FINANCIËLE SITUATIE EN RESULTATEN 2023

Resultaat boekjaar

Actuariële analyse

De actuariële analyse van het saldo van de “staat van baten en lasten” ziet er als volgt uit:

 
2023
2022
Premie
380
-507
Rendement, rente
1.280
3.913
Toeslagen
-1.560
-3.369
Prudente grondslagen
-32
-341
Overig
-31
21
Totaal resultaat
37
-283

Vereist eigen vermogen en uitkomsten solvabiliteitstoets

Het “vereist eigen vermogen” is het vermogen dat hoort bij de zogeheten evenwichtssituatie van het fonds.

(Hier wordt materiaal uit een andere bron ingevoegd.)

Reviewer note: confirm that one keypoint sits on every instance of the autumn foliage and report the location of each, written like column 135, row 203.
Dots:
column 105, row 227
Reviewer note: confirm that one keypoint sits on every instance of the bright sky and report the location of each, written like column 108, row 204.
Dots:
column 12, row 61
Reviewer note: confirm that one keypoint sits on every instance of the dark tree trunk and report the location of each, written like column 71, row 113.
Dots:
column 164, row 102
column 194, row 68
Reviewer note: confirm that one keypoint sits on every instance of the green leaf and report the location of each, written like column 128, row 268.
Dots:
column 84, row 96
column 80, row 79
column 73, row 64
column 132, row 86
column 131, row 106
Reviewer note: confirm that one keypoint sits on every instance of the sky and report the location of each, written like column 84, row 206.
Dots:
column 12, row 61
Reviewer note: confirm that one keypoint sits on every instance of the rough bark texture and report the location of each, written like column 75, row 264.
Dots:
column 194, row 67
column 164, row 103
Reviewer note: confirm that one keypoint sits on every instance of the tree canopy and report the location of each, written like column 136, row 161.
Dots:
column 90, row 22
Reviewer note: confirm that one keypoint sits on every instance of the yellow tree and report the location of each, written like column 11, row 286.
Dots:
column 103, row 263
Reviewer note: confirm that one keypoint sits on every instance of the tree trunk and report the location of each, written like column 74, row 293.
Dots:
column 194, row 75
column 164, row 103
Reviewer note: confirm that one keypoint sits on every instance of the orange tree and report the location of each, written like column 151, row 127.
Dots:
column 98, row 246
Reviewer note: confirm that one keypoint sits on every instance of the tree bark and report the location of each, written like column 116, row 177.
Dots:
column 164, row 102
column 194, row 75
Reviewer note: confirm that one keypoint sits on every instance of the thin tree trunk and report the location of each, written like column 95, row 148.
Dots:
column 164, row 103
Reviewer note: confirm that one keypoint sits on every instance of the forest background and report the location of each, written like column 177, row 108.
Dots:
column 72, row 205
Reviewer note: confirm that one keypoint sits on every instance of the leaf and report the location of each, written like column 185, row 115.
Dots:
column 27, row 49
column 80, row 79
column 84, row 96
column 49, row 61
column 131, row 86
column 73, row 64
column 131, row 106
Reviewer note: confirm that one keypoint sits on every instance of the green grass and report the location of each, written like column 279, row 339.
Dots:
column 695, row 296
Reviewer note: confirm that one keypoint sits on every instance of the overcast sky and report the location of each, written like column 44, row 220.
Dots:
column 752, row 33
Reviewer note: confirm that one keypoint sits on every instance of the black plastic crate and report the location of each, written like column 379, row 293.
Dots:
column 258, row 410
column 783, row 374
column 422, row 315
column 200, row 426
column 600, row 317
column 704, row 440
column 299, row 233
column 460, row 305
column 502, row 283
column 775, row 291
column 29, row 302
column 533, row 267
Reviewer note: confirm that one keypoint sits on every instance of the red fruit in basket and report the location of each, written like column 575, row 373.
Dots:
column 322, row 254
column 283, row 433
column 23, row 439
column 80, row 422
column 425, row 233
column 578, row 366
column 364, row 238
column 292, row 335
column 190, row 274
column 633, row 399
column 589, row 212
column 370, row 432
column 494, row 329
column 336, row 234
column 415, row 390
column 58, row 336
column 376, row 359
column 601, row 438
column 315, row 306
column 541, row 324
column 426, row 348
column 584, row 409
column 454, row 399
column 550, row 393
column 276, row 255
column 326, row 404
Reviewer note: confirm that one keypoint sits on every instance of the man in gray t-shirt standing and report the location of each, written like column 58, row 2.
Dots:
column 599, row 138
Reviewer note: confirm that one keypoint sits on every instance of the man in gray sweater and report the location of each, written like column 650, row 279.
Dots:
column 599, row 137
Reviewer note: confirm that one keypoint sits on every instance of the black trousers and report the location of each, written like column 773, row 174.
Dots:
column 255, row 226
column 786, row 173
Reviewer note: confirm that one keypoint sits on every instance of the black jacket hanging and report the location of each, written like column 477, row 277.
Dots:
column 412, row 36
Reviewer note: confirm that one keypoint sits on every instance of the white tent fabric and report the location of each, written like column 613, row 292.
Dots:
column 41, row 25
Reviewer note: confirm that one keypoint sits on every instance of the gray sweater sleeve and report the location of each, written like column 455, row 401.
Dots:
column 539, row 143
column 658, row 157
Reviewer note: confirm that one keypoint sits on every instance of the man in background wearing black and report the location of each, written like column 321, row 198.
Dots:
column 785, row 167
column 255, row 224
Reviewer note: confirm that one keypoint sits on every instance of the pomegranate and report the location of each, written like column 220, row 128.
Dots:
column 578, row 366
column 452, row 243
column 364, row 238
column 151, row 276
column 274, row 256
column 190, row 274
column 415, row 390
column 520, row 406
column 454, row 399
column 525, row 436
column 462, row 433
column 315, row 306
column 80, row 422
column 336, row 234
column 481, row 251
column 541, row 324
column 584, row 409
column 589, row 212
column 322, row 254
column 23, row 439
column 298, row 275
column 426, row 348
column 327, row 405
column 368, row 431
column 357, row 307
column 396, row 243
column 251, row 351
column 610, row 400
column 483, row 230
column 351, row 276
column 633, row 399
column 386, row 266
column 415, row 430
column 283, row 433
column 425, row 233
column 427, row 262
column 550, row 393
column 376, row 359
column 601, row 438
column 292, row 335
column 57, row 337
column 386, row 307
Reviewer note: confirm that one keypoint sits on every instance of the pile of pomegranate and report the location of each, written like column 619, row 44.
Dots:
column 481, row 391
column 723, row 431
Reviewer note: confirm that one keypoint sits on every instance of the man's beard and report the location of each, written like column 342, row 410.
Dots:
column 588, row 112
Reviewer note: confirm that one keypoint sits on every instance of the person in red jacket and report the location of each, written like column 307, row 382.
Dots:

In die evenwichtssituatie is het eigen vermogen zodanig dat met de wettelijk vastgestelde zekerheidsmaat van 97,5% wordt voorkomen dat het pensioenfonds binnen één jaar over minder middelen beschikt dan nodig om te kunnen voldoen aan de onvoorwaardelijke pensioenverplichtingen. Met andere woorden, de kans dat de actuele dekkingsgraad van het pensioenfonds één jaar later onder 100% ligt is kleiner dan of gelijk aan 2,5%.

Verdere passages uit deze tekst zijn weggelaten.